I found some matches in the kitchen, and another bottle of vodka. I brought a bunch of newspapers as well. Nancy had a whole plan of action figured out now. It sounded good to me.

We got the bed sluggishly burning. It gave off a lot of smoke. Nancy flew up to the ceiling by the bedroom door. She was holding a thick broom handle.

When the smoke started to trickle down the stairs to the shop, I ripped open my blouse and began screaming. "There's another Gary-brain up here! Oh, help me!" I stood at the head of the stairs looking desperate.

"I'll save you!" shouted one of the men in black. He came surging up the stairs, and I pretended to stagger backwards into the smoke-filled bedroom. Nancy was waiting right overhead, broomstick at the ready. When the man in black came in, I embraced him and held him steady so Nancy could whack him on the top of the head. It took three whacks to knock him out.

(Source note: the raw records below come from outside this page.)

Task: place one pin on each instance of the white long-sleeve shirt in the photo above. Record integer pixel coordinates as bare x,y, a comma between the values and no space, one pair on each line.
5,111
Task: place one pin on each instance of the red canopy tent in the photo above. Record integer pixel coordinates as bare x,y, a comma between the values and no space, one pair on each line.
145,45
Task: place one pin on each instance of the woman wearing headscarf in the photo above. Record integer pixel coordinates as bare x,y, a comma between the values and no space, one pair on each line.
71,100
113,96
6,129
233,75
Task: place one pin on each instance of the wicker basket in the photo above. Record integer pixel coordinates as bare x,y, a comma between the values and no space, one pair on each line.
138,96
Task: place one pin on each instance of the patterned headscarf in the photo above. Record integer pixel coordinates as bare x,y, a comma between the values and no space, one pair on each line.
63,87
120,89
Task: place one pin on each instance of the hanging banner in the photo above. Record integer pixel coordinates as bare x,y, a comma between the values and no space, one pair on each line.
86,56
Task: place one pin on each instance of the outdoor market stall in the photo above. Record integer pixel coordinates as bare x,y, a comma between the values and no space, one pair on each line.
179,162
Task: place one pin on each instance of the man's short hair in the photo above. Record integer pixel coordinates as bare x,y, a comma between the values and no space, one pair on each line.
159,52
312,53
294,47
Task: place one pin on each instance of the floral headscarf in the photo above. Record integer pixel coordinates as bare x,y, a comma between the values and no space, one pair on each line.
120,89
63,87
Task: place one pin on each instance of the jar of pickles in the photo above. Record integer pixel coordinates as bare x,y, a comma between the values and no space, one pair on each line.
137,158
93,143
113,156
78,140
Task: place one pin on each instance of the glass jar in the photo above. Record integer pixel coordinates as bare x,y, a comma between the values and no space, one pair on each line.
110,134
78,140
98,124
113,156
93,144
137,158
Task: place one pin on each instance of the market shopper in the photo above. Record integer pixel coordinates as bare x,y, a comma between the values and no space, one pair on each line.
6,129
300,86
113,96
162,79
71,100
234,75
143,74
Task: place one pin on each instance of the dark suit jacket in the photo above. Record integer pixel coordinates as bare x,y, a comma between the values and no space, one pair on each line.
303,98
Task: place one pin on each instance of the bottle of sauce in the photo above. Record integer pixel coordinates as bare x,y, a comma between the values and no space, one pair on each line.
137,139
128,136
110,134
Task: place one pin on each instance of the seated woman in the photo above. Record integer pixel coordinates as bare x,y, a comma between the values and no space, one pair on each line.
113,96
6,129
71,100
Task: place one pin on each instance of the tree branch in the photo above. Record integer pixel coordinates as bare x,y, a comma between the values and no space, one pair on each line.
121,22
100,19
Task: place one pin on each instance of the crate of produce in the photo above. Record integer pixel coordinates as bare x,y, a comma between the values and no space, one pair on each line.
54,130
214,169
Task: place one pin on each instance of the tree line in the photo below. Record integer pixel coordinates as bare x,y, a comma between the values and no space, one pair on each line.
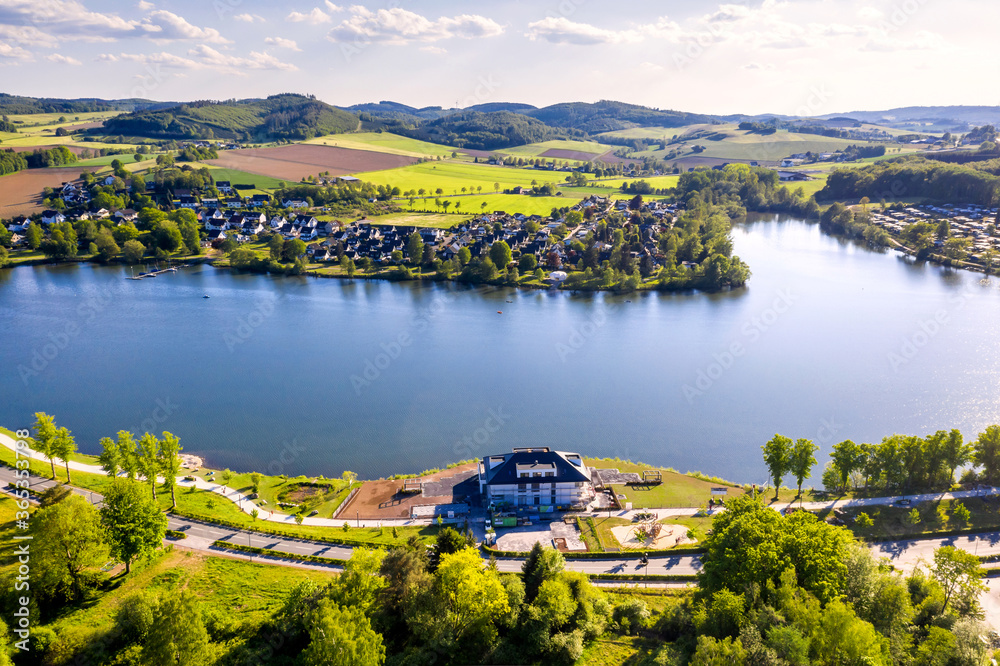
897,463
913,176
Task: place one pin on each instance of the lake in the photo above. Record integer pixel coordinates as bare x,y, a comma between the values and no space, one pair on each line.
297,375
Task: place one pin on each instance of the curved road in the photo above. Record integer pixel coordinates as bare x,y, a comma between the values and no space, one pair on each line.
905,554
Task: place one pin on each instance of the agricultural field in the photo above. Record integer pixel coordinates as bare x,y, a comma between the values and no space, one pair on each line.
41,119
126,160
657,133
20,193
510,203
261,183
384,142
589,149
452,176
294,162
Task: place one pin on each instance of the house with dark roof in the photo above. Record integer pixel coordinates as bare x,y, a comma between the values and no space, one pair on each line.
537,476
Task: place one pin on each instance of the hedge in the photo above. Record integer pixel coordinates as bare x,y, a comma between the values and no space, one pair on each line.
277,553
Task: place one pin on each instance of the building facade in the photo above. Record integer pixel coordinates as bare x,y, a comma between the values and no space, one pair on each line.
536,476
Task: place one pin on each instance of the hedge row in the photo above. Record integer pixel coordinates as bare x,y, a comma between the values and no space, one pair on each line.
277,553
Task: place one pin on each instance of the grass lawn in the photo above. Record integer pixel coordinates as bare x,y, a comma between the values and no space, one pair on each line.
384,142
452,175
935,516
700,526
229,587
677,490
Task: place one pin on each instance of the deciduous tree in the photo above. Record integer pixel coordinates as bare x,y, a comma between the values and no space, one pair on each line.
133,523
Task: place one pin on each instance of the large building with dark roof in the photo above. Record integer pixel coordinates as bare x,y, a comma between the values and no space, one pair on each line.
536,476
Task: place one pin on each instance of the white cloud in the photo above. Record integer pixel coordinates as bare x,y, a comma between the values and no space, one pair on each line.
167,26
399,26
283,43
69,19
563,31
256,60
63,60
13,52
317,15
27,35
164,59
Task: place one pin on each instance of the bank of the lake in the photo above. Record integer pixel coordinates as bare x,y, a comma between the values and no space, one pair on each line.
297,375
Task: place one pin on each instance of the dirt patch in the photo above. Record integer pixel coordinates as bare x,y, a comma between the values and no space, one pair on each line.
21,192
563,154
669,536
378,500
295,162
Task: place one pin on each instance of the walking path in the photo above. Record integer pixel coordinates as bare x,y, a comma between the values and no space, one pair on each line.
247,505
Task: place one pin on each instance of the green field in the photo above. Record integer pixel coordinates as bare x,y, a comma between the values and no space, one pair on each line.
70,118
657,133
536,149
263,183
452,176
127,160
384,142
510,203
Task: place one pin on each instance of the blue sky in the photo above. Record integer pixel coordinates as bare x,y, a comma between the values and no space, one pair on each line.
805,57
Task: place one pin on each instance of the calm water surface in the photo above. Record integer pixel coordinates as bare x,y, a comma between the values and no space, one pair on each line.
300,375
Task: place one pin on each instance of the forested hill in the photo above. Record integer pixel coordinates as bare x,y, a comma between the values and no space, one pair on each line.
277,117
15,105
605,116
484,131
580,117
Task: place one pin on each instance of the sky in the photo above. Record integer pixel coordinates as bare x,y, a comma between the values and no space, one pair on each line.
795,57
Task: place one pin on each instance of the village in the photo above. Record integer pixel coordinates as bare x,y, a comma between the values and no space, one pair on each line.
972,223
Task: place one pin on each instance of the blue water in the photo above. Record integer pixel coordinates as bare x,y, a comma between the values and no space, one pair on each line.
314,376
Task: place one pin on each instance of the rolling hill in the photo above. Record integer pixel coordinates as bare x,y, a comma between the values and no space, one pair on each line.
277,117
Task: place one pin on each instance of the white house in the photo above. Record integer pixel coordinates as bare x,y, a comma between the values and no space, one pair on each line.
536,476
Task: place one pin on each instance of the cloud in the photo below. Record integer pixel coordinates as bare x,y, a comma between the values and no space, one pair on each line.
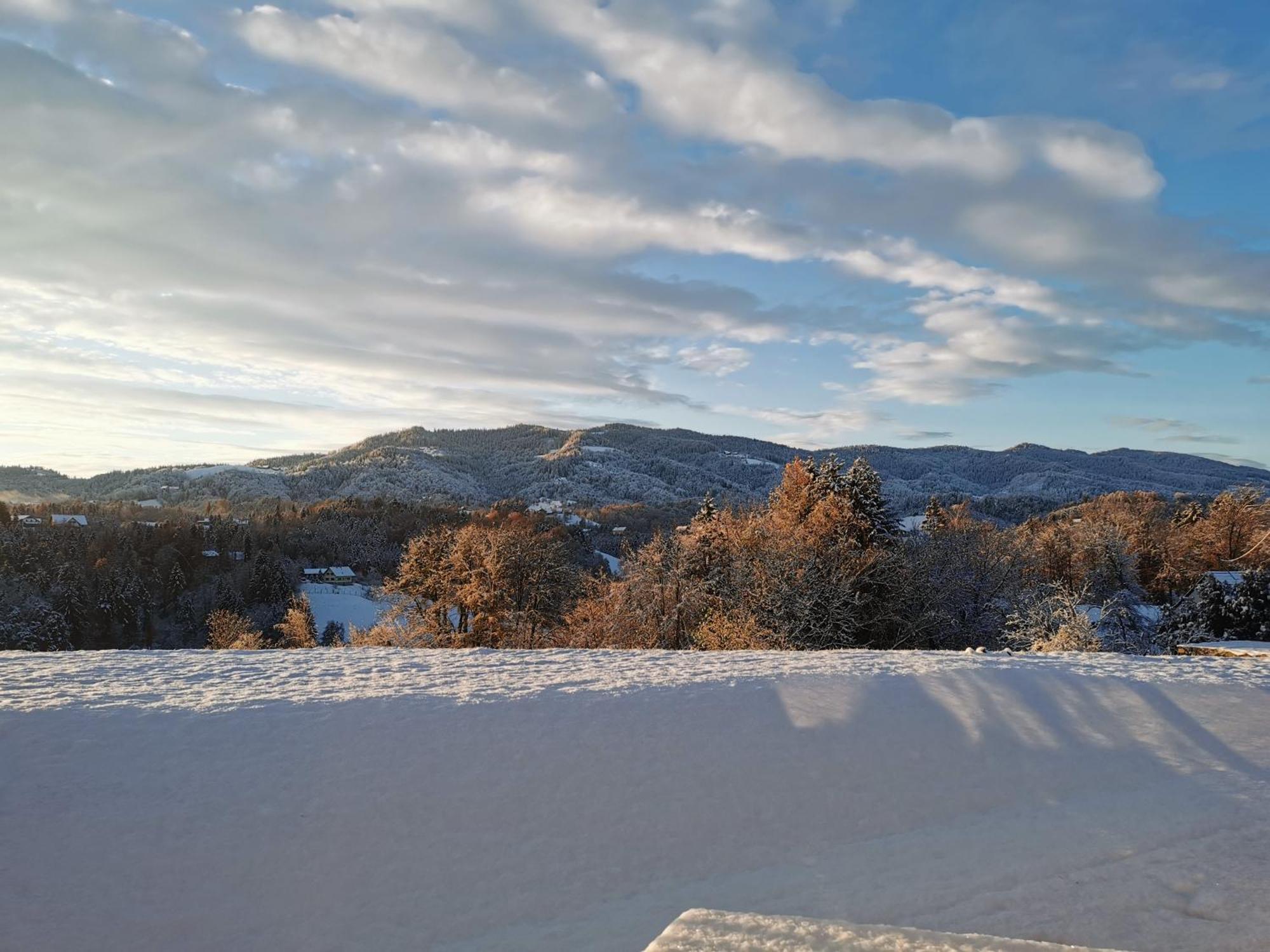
479,213
716,360
1173,431
921,436
1205,82
813,430
1112,164
730,92
426,65
1227,293
584,223
1236,461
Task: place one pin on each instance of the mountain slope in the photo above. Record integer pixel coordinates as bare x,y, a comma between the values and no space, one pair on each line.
624,464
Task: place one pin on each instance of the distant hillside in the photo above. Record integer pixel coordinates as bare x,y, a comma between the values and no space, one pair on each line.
623,464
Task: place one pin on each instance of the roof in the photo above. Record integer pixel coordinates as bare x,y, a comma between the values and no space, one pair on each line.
1150,615
1229,578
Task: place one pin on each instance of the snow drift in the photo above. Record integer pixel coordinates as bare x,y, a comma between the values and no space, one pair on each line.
567,800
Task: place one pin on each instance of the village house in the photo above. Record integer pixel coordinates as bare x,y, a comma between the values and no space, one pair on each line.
332,576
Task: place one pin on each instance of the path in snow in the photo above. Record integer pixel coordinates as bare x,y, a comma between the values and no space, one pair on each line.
566,800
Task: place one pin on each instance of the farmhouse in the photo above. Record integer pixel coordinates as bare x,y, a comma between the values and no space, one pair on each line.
1229,579
332,576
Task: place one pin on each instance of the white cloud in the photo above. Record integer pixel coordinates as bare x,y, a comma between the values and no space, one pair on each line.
477,150
1111,164
716,360
727,91
1034,234
1219,291
1174,431
436,213
426,65
813,430
584,223
1202,82
51,11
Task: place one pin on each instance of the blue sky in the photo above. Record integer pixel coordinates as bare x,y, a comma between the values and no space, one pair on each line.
239,232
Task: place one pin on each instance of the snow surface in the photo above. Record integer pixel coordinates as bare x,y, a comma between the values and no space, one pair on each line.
714,931
570,800
347,605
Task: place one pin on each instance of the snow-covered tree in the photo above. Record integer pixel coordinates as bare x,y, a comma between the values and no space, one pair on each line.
298,628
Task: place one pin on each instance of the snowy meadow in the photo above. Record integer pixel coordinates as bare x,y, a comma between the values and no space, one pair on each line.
567,800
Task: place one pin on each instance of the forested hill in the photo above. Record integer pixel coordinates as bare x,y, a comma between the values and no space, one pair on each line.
624,464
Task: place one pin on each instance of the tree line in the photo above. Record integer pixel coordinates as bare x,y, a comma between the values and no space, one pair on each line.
822,564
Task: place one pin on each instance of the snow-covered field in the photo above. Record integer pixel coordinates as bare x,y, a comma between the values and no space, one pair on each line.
566,800
347,605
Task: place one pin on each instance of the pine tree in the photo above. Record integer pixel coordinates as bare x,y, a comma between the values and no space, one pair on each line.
176,582
228,597
829,479
709,512
937,516
333,635
868,506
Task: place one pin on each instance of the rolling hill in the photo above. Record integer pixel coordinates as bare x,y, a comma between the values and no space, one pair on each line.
625,464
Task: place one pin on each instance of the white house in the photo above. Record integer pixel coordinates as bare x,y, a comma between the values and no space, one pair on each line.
1229,579
332,576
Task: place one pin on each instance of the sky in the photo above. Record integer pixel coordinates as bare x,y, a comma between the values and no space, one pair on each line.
241,232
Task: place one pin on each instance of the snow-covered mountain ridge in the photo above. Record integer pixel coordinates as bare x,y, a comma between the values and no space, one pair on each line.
625,464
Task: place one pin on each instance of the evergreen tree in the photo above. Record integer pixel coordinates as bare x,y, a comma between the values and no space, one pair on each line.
228,597
937,516
863,492
1250,607
708,512
333,635
176,582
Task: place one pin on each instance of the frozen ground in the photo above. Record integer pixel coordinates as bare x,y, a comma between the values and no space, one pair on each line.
477,800
347,605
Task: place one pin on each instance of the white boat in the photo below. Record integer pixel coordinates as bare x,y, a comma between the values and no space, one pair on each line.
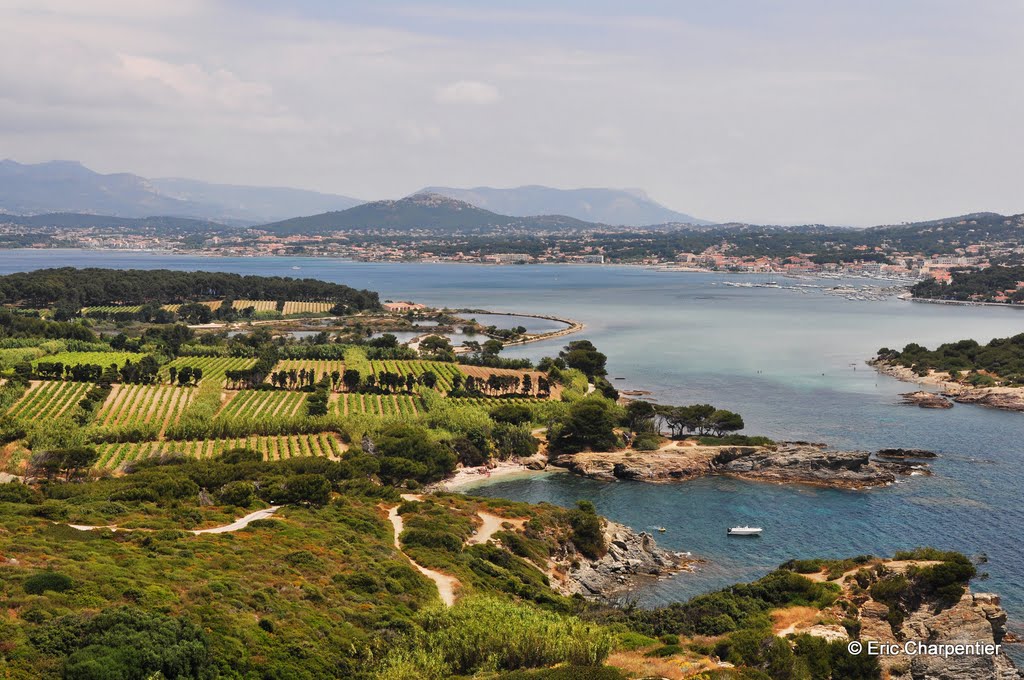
744,530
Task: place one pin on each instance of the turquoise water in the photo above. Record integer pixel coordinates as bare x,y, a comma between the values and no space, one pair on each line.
791,364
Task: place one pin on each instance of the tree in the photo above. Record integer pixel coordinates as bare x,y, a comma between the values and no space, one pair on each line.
590,424
351,379
640,416
582,354
492,347
722,421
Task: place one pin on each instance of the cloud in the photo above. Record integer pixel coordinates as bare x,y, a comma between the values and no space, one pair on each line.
795,112
468,91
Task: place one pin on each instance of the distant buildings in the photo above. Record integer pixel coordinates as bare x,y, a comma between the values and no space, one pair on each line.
402,306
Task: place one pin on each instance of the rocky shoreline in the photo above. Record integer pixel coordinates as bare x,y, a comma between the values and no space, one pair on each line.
797,462
1007,398
631,559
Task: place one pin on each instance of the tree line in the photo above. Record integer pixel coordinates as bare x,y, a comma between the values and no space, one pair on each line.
99,287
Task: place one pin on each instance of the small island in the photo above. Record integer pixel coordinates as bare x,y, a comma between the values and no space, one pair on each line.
965,372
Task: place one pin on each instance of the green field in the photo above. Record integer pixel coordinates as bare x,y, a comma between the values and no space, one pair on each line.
137,405
264,402
114,456
49,399
99,358
213,367
113,309
377,405
442,370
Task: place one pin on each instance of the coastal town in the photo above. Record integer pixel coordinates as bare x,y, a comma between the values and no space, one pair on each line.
724,250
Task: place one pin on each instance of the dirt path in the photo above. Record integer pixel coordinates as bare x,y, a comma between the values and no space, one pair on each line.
445,584
492,524
226,528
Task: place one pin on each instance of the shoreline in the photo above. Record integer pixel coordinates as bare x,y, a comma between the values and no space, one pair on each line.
1004,398
465,478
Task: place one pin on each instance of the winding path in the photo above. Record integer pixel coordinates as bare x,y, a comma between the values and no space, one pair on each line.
233,526
445,584
491,525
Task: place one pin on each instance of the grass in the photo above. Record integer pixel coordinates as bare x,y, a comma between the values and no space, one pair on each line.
100,358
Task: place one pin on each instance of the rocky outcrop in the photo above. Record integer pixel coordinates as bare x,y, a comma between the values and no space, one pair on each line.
977,619
631,558
906,454
1008,398
927,399
786,463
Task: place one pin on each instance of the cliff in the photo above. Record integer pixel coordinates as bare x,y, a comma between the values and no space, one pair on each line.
1008,398
787,463
632,557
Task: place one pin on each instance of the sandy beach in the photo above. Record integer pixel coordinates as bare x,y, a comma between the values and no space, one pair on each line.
465,478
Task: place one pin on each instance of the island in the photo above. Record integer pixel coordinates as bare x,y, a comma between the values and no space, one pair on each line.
965,372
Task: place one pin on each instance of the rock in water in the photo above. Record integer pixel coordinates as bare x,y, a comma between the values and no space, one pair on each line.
927,399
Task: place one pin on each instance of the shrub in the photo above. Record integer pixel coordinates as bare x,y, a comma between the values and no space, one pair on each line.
15,492
647,441
40,583
491,634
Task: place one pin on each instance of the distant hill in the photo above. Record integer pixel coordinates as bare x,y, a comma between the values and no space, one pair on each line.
421,211
81,220
259,204
606,206
68,186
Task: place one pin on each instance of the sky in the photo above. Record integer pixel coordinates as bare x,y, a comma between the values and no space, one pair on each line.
848,112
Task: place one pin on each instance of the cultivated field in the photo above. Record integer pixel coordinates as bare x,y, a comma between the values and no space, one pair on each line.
113,309
114,456
99,358
46,399
137,405
306,307
317,366
213,367
263,402
442,370
376,405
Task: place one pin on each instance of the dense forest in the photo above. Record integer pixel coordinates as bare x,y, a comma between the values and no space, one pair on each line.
981,286
1000,360
129,287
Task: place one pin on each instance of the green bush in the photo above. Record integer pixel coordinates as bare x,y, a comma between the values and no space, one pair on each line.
647,441
484,633
40,583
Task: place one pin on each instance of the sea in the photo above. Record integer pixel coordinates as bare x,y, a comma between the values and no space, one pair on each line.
791,359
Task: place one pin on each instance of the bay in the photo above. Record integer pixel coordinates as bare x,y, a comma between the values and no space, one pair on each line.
792,364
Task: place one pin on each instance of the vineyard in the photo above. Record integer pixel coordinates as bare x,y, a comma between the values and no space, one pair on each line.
213,367
494,401
443,371
47,399
115,456
113,309
306,307
318,367
264,402
135,405
377,405
98,358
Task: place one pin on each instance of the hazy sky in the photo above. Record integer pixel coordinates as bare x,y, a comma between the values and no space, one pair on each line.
852,112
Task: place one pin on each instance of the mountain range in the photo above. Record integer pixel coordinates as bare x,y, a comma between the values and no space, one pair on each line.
421,211
69,186
605,206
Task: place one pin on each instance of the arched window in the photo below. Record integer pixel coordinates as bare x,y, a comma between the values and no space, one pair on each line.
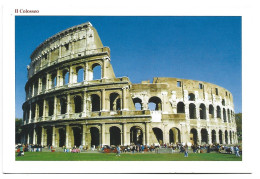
218,112
192,111
65,77
155,104
97,72
211,111
80,74
223,102
138,103
115,102
191,97
95,102
78,104
180,107
202,111
224,115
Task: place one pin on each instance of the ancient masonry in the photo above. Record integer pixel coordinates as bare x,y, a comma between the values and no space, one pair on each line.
69,103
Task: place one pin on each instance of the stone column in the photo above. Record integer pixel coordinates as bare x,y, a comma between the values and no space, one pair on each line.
84,134
103,100
103,134
124,134
199,136
124,98
53,136
147,133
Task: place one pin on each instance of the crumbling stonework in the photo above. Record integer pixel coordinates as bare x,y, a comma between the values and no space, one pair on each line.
67,106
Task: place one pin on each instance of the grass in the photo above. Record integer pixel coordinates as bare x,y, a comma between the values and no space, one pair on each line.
59,156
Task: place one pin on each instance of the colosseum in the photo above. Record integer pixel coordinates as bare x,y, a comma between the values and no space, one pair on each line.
74,98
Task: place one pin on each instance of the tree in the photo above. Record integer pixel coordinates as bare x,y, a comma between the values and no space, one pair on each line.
18,130
238,118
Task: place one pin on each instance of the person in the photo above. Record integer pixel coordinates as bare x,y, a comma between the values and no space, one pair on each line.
186,151
118,150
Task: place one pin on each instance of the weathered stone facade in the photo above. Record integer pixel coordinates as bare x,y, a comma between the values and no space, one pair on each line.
63,109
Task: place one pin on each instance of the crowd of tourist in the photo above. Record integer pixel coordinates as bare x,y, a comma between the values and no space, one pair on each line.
133,148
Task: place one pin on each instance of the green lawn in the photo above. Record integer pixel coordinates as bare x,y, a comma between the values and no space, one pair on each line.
59,156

I got the gun out of his hand, shoved it under my skirt's waistband, and ran downstairs. I ran right into the other man in black. "One of those brains is loose up there," I cried. "I think it got Mrs. Fletcher!"

The man pushed past me. I hurried into the shop and locked the door to the stairs. Then I went to open the front door. Nancy was waiting out there. She'd flown down from Harry's bedroom window.

We ran into the workshop and got that door locked, too. Antie was in the workshop, turned off and lying on her side. I switched her power on and we got to work on the blunzing machinery. You could hear the footsteps of the men in black ru

"Go lie on that table in the blunzing chamber," I told Nancy. "Put on the breathing mask and get ready for the shot."

"I'm scared, Joe."

"Do you want me to go instead of you?"

"No. I'll do it." For the first time today Nancy kissed me. "I'll make a better world, Joe."

"The microwave cavity is ready," called Antie.

"Get the gluons from my purse!" I shouted. "Good luck, Nancy."

Now Nancy was in the blunzing chamber. I switched on the sheathing field. Antie poured the gluons into the microwave. There was noise out in the shop. I fired a random gunshot through the door. Antie fed the gluons into the vortex coil.

Noise and confusion took over. For the third and final time, someone got blunzed — but not just Nancy.

Everyone got blunzed this time, everyone on Earth. For that was Nancy's wish: that the Planck length be ten thousand kilometers big for the 2.4 seconds that her gluons lasted. Everyone got to make a wish at once.